A l'occasion de la Biennale de la danse, la plateforme SVoD indépendante dédiée au documentaire d'auteur propose une "Escale" pour explorer comment danse et vie peuvent-être étroitement liées... Des films classiques, des nouveautés, issus de festivals ou d’écoles, affranchis du formatage médiatique... découvrez des documentaires d’exception renouvelés chaque semaine, choisis et défendus par des passionné·e·s.

Résumé

Aucun autre art, de par l'engagement des corps et des âmes qu'il requière, n'a su tisser des liens si étroits entre ce qui est de l'ordre de l'intellect et de l'expérience sensible, de l'engagement intime et du partage collectif.

Cette programmation est portée par le comité de programmation de Tënk et notamment par les programmatrices Charlène Dinhut, Caroline Châtelet, Line Peyron et Éva Tourrent.

Maguy Marin : l'urgence d'agir

de David Mambouch

2019, 110 min.
Certains chorégraphes s'inscrivent dans le flux du monde, laissent des sillons profonds dans nos existences. Le film Maguy Marin nous révèle le parcours de cette figure mondialement connue. Depuis plus de 35 ans, l'œuvre de Maguy Marin est un coup de poing joyeux et rageur dans le visage de la barbarie, un vaste mouvement des corps et des cœurs.

À travers Jann de Claire Juge

2019, 25 min.
Mémoire du corps, souvenirs qui ressurgissent, la danse fait office de révélateur.Comme pour Jann Gallois danseuse et chorégraphe. Dans le court métrage de Claire Juge, on découvre comment le corps, son outil de travail peut parfois révéler d'anciennes blessures mais aussi permettre de les dépasser.

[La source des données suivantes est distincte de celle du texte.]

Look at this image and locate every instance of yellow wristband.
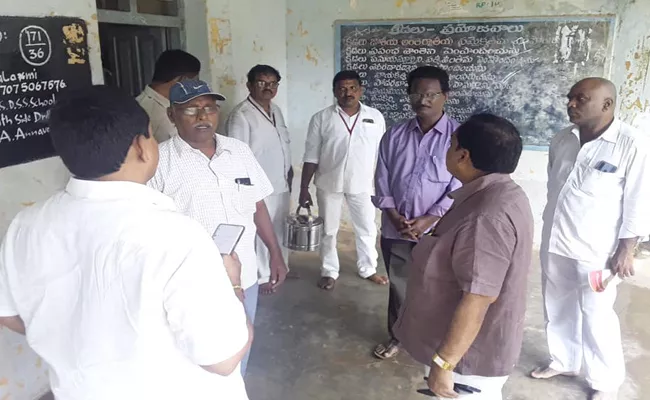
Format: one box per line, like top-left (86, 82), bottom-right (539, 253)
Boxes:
top-left (431, 353), bottom-right (455, 372)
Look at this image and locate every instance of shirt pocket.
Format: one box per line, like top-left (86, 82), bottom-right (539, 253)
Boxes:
top-left (231, 183), bottom-right (257, 218)
top-left (578, 165), bottom-right (623, 197)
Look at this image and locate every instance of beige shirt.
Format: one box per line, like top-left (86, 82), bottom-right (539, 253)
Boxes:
top-left (394, 174), bottom-right (534, 377)
top-left (135, 85), bottom-right (176, 143)
top-left (226, 97), bottom-right (291, 194)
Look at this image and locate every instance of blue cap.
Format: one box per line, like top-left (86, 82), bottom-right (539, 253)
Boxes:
top-left (169, 80), bottom-right (226, 104)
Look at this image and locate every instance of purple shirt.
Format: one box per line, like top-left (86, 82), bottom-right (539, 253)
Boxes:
top-left (372, 113), bottom-right (461, 239)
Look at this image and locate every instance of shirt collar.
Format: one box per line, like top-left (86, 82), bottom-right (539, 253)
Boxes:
top-left (65, 178), bottom-right (176, 211)
top-left (571, 118), bottom-right (621, 143)
top-left (334, 102), bottom-right (366, 117)
top-left (171, 133), bottom-right (232, 158)
top-left (410, 112), bottom-right (449, 135)
top-left (449, 173), bottom-right (512, 204)
top-left (144, 85), bottom-right (170, 108)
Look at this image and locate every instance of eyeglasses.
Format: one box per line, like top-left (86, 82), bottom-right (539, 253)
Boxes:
top-left (409, 92), bottom-right (443, 102)
top-left (255, 81), bottom-right (280, 89)
top-left (182, 106), bottom-right (219, 117)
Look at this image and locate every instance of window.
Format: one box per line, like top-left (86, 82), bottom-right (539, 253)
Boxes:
top-left (96, 0), bottom-right (183, 96)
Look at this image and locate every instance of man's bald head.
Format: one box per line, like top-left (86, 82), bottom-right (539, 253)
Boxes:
top-left (567, 77), bottom-right (616, 125)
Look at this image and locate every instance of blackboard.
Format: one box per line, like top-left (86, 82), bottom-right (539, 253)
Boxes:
top-left (0, 17), bottom-right (92, 168)
top-left (335, 16), bottom-right (615, 149)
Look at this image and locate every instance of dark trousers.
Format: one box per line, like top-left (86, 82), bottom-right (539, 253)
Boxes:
top-left (380, 237), bottom-right (416, 341)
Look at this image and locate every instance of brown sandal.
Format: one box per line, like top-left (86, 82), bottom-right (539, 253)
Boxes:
top-left (318, 276), bottom-right (336, 291)
top-left (373, 339), bottom-right (399, 360)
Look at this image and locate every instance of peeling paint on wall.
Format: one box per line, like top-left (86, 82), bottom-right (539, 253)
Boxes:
top-left (619, 35), bottom-right (650, 123)
top-left (395, 0), bottom-right (417, 8)
top-left (219, 75), bottom-right (237, 86)
top-left (298, 21), bottom-right (309, 36)
top-left (209, 18), bottom-right (232, 54)
top-left (305, 46), bottom-right (320, 65)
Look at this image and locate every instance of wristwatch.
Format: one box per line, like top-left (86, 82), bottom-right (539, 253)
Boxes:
top-left (431, 353), bottom-right (455, 372)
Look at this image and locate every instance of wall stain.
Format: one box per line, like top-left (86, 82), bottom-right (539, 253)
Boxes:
top-left (210, 18), bottom-right (232, 54)
top-left (305, 46), bottom-right (319, 65)
top-left (298, 21), bottom-right (309, 37)
top-left (220, 75), bottom-right (237, 86)
top-left (395, 0), bottom-right (417, 8)
top-left (619, 35), bottom-right (650, 122)
top-left (253, 40), bottom-right (264, 53)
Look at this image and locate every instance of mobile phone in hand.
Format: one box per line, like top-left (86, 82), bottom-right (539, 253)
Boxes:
top-left (212, 224), bottom-right (246, 255)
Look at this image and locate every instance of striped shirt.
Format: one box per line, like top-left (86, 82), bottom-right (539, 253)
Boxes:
top-left (148, 135), bottom-right (273, 288)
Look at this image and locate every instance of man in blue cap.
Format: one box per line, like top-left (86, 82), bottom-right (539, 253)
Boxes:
top-left (149, 80), bottom-right (287, 375)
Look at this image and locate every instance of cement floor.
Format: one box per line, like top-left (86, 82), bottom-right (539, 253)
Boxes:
top-left (246, 232), bottom-right (650, 400)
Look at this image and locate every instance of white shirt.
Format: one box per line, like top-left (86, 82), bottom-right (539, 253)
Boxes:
top-left (303, 104), bottom-right (386, 194)
top-left (0, 179), bottom-right (248, 400)
top-left (135, 85), bottom-right (177, 143)
top-left (148, 135), bottom-right (273, 288)
top-left (543, 119), bottom-right (650, 261)
top-left (226, 97), bottom-right (291, 194)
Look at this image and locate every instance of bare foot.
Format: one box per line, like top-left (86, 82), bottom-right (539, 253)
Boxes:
top-left (366, 274), bottom-right (388, 285)
top-left (318, 276), bottom-right (336, 291)
top-left (260, 282), bottom-right (275, 295)
top-left (530, 367), bottom-right (578, 379)
top-left (589, 390), bottom-right (617, 400)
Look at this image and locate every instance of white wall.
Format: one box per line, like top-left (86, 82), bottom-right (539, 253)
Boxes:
top-left (0, 0), bottom-right (103, 400)
top-left (287, 0), bottom-right (650, 242)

Être Jérôme Bel de Sima Khatami, Aldo Lee

2019, 79 min.
Dans Être Jérôme Bel, Sima Khatami et Aldo Lee ont suivi pendant 4 ans l'artiste et chorégraphe au travail. Mais comment mettre en scène le travail de cet "anti-metteur en scène" ? Comment rester auteur face à un artiste mondialement reconnu pour son travail de recherche sur la "mort de l’auteur" ? A vouloir rendre compte de son travail radical, qui préfère à la virtuosité technique la vérité des interprètes (qu'ils soient amateurs ou professionnels), les cinéastes se retrouvent face à ces paradoxes et révèlent la force autant que les ambigüités de sa démarche.

Good Boy de Marie-Hélène Rebois

2020, 74 min.
En 1998, Alain Buffard atteint du Sida revient à la scène avec Good Boy, un solo où il met en scène son propre corps, ses forces et ses faiblesses, ses puissances et ses fragilités. Dans son film du même nom, Marie-Hélène Rebois réussit à saisir l'essence de cet artiste qui au fil de son œuvre questionne l'insoumission et les identités : comment s'inventer et se refaire un corps face à la maladie, aux contraintes sociales, aux assignations de genre ?

Une jeune fille de 90 ans

de Yann Coridian, Valeria Bruni Tedeschi

2016, 90 min.
Au-delà des mots, la danse permet d'accéder à la rencontre de l'autre, comme dans Une jeune fille de 90 ans réalisé par la comédienne Valeria Bruni Tedeschi et Yann Coridian. Lors d'ateliers dans un service de gériatrie, le chorégraphe de renom Thierry Thieû Niang va faire éclore les souvenirs, des sentiments profonds et même l'amour chez les pensionnaires.

Lightning Dance de Cecilia Bengolea

Enfin, les éléments naturels s'invitent dans Lightning Dance de l'artiste argentine Cecilia Bengolea. Ses 6 petites minutes réussissent à nous faire éprouver le travail des danseurs populaires de Dancehall sous l'orage en pleine rue pendant les inondations à Spanish Town, en Jamaïque en 2017. Une rencontre électrique !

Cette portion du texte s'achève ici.